A new report by the bank identifies five areas that support a post-COVID-19 recovery through greener development, namely productive and regenerative agriculture, healthy and productive oceans, sustainable urban development and transport models, circular economy models, and renewable and efficient energy.
In a statement today, director general for Southeast Asia Ramesh Subramaniam said this report highlights key policy priorities for economies in the region that can help ensure that both socioeconomic and environmental aspirations are served in their pursuit of economic recovery.
"While several countries in the region have begun to support a green recovery, more needs to be done.
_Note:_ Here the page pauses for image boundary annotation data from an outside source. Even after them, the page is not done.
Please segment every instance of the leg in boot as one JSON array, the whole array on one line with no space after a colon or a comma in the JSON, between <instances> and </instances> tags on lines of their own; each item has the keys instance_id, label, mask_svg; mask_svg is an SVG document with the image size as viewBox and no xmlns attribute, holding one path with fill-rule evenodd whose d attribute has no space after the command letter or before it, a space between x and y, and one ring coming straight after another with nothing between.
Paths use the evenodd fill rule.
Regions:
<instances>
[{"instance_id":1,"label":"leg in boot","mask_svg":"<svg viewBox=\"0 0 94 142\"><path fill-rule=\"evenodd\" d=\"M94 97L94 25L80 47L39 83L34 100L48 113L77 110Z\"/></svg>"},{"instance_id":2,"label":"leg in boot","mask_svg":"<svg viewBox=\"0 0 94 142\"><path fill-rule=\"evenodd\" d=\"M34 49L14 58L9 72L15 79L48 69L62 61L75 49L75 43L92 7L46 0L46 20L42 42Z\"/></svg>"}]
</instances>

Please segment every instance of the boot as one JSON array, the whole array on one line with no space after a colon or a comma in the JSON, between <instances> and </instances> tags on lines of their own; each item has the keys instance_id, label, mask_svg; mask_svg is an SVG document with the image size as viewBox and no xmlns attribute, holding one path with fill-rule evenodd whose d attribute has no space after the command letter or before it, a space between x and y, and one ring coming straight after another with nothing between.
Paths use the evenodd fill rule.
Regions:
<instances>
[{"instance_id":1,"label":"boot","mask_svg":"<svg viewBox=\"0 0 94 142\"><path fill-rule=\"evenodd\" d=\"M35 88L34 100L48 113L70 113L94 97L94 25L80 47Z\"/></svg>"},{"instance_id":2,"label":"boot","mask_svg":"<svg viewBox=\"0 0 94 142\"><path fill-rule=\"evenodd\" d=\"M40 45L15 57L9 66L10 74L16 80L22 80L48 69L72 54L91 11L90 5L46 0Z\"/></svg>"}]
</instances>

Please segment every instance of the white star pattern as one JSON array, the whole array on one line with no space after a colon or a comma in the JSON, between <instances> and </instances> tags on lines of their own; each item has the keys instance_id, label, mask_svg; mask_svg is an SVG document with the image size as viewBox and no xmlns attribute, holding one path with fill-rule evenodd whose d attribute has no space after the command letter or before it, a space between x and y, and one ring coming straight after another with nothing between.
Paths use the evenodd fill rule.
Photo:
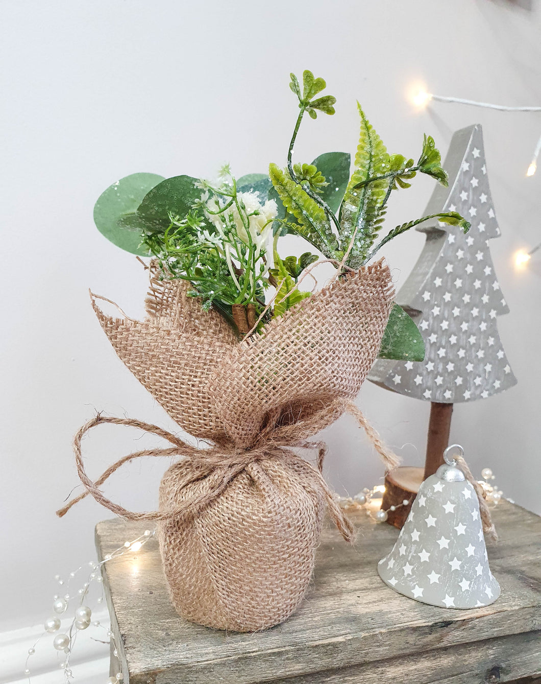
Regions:
<instances>
[{"instance_id":1,"label":"white star pattern","mask_svg":"<svg viewBox=\"0 0 541 684\"><path fill-rule=\"evenodd\" d=\"M439 248L427 250L425 261L419 261L416 272L420 283L417 293L402 300L421 312L414 320L426 345L424 363L404 368L404 361L392 365L377 360L371 371L378 377L380 365L378 382L425 401L470 402L516 382L505 355L497 356L502 351L498 317L508 309L490 254L490 241L499 231L480 129L472 128L468 137L467 144L454 142L455 154L462 157L461 170L449 179L447 196L434 211L458 211L471 222L471 227L466 235L441 223L437 235L427 229L430 244L434 247L434 241L439 241Z\"/></svg>"}]
</instances>

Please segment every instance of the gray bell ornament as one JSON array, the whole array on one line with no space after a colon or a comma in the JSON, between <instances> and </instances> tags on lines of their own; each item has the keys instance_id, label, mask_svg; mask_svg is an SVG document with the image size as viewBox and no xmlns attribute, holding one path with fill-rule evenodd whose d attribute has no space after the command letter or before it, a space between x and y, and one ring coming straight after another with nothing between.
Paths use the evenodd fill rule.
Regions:
<instances>
[{"instance_id":1,"label":"gray bell ornament","mask_svg":"<svg viewBox=\"0 0 541 684\"><path fill-rule=\"evenodd\" d=\"M479 501L445 449L445 464L419 489L393 550L378 564L383 581L424 603L445 608L490 605L500 588L488 567Z\"/></svg>"}]
</instances>

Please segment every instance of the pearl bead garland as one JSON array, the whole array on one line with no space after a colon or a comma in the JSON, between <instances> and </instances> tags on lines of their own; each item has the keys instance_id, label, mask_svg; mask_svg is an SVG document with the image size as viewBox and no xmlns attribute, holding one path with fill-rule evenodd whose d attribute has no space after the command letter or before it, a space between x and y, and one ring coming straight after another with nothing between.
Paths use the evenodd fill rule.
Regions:
<instances>
[{"instance_id":1,"label":"pearl bead garland","mask_svg":"<svg viewBox=\"0 0 541 684\"><path fill-rule=\"evenodd\" d=\"M89 627L91 624L95 628L106 629L107 636L109 637L112 644L113 652L115 656L118 655L118 649L117 648L116 640L113 633L110 629L107 629L107 628L101 625L99 620L95 620L94 622L92 622L92 610L88 605L85 605L85 599L88 595L89 590L93 582L95 582L96 585L98 587L101 587L101 591L103 591L103 578L101 575L101 568L106 563L109 562L115 558L117 558L119 556L124 555L125 553L139 552L143 544L146 544L154 536L154 534L153 530L145 529L143 534L137 537L137 539L134 539L130 542L125 542L122 547L115 549L111 553L108 553L100 563L89 561L88 567L90 568L91 572L87 581L84 582L82 587L77 591L76 598L77 598L79 605L74 611L74 616L70 624L66 625L67 629L66 633L55 633L59 632L62 624L60 618L58 616L63 616L67 611L70 605L70 601L72 600L72 596L70 594L66 594L64 596L61 596L58 594L54 595L53 597L53 611L56 615L45 620L43 626L44 631L38 637L33 646L29 648L27 651L28 655L26 659L24 674L28 678L29 682L31 682L31 671L28 667L29 661L32 656L36 655L36 646L38 642L48 633L55 634L52 643L53 648L59 653L64 652L66 654L66 660L59 663L59 669L64 671L64 680L66 684L71 684L72 679L74 676L73 672L69 667L69 662L72 654L72 648L78 631L83 631ZM75 578L79 570L82 569L83 567L81 566L69 573L68 576L68 584ZM64 581L61 578L59 575L55 575L55 581L61 587L64 584ZM97 598L97 603L103 603L102 595ZM120 682L123 682L124 678L124 673L119 672L114 676L109 677L107 682L109 684L119 684Z\"/></svg>"},{"instance_id":2,"label":"pearl bead garland","mask_svg":"<svg viewBox=\"0 0 541 684\"><path fill-rule=\"evenodd\" d=\"M346 510L348 509L355 510L359 508L365 508L366 514L370 516L372 520L376 523L385 523L389 516L389 511L383 510L381 508L373 511L370 510L374 508L373 504L377 500L375 495L383 495L385 491L385 487L383 484L376 485L372 487L372 489L365 488L359 494L356 494L352 499L350 497L342 497L339 499L338 503L342 508L345 508ZM408 503L410 503L410 501L407 499L404 499L402 503L391 506L389 510L396 511L400 506L406 506Z\"/></svg>"},{"instance_id":3,"label":"pearl bead garland","mask_svg":"<svg viewBox=\"0 0 541 684\"><path fill-rule=\"evenodd\" d=\"M490 485L486 482L488 479L494 479L494 475L493 471L490 468L484 468L481 471L481 475L483 477L482 480L479 480L479 484L483 488L485 492L485 497L488 502L493 503L495 504L498 503L503 496L503 492L501 490L497 489L494 486ZM359 494L356 494L352 498L350 497L340 497L338 499L338 504L342 508L345 508L347 510L359 510L359 508L365 508L366 514L370 516L372 520L375 521L376 523L385 523L387 518L389 517L389 511L394 512L397 508L400 508L401 506L407 506L412 503L415 496L412 497L411 499L404 499L402 500L402 503L398 503L395 505L389 506L389 510L383 510L379 508L374 511L371 511L369 506L371 503L373 503L376 499L374 497L374 495L380 493L383 494L385 491L385 485L380 484L376 485L372 487L372 489L367 489L365 488L362 491L359 492ZM508 499L512 503L512 499ZM372 506L373 508L373 506Z\"/></svg>"}]
</instances>

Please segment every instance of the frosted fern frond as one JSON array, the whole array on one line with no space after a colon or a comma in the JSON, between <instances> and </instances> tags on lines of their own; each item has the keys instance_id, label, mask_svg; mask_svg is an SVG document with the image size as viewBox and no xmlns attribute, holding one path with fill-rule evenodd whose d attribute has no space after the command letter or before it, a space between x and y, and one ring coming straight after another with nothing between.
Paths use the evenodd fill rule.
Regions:
<instances>
[{"instance_id":1,"label":"frosted fern frond","mask_svg":"<svg viewBox=\"0 0 541 684\"><path fill-rule=\"evenodd\" d=\"M390 168L390 157L381 138L357 103L361 134L355 155L355 168L348 185L340 213L340 247L348 248L357 229L348 265L358 268L374 244L380 228L389 179L370 181ZM364 183L364 185L359 184Z\"/></svg>"},{"instance_id":2,"label":"frosted fern frond","mask_svg":"<svg viewBox=\"0 0 541 684\"><path fill-rule=\"evenodd\" d=\"M309 197L287 172L270 164L268 176L288 211L299 222L290 226L329 259L335 257L338 242L323 208Z\"/></svg>"}]
</instances>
"We must encourage additional green stimulus, design carbon pricing schemes, reduce dependence on fossil-fuel intensive power, and attract private sector investors to large-scale renewable energy, sustainable transport, and clean urban projects," he said.
A green recovery from COVID-19 is crucial to ensure an economically and environmentally resilient future, ADB said, noting that without concerted actions to address the environmental crises of climate change and biodiversity loss, the region’s long-term growth prospects could be constrained.
Other policy options identified in the report, the bank said, include intensifying research on green technologies, encouraging women entrepreneurs to participate in green business opportunities, and managing biodiversity better through open and integrated data systems.
“To implement a green recovery, Southeast Asian governments also need to identify sustainable sources of financing that will fund climate-friendly infrastructure investments and leverage green growth opportunities,” ADB said.
According to the report, financing approaches should include mobilising domestic resources through environmental and carbon taxes, reducing subsidies for fossil fuels, mobilising private investors by addressing risks related to green investments, and leveraging public and private finance through green funds such as the ASEAN Catalytic Green Finance Facility.
It also called for a strong collaboration among neighboring economies and new partnerships with various stakeholders to ensure benefits accrue throughout the region.
ADB expressed its commitment to achieving a prosperous, inclusive, resilient, and sustainable Asia and the Pacific, while sustaining its efforts to eradicate extreme poverty.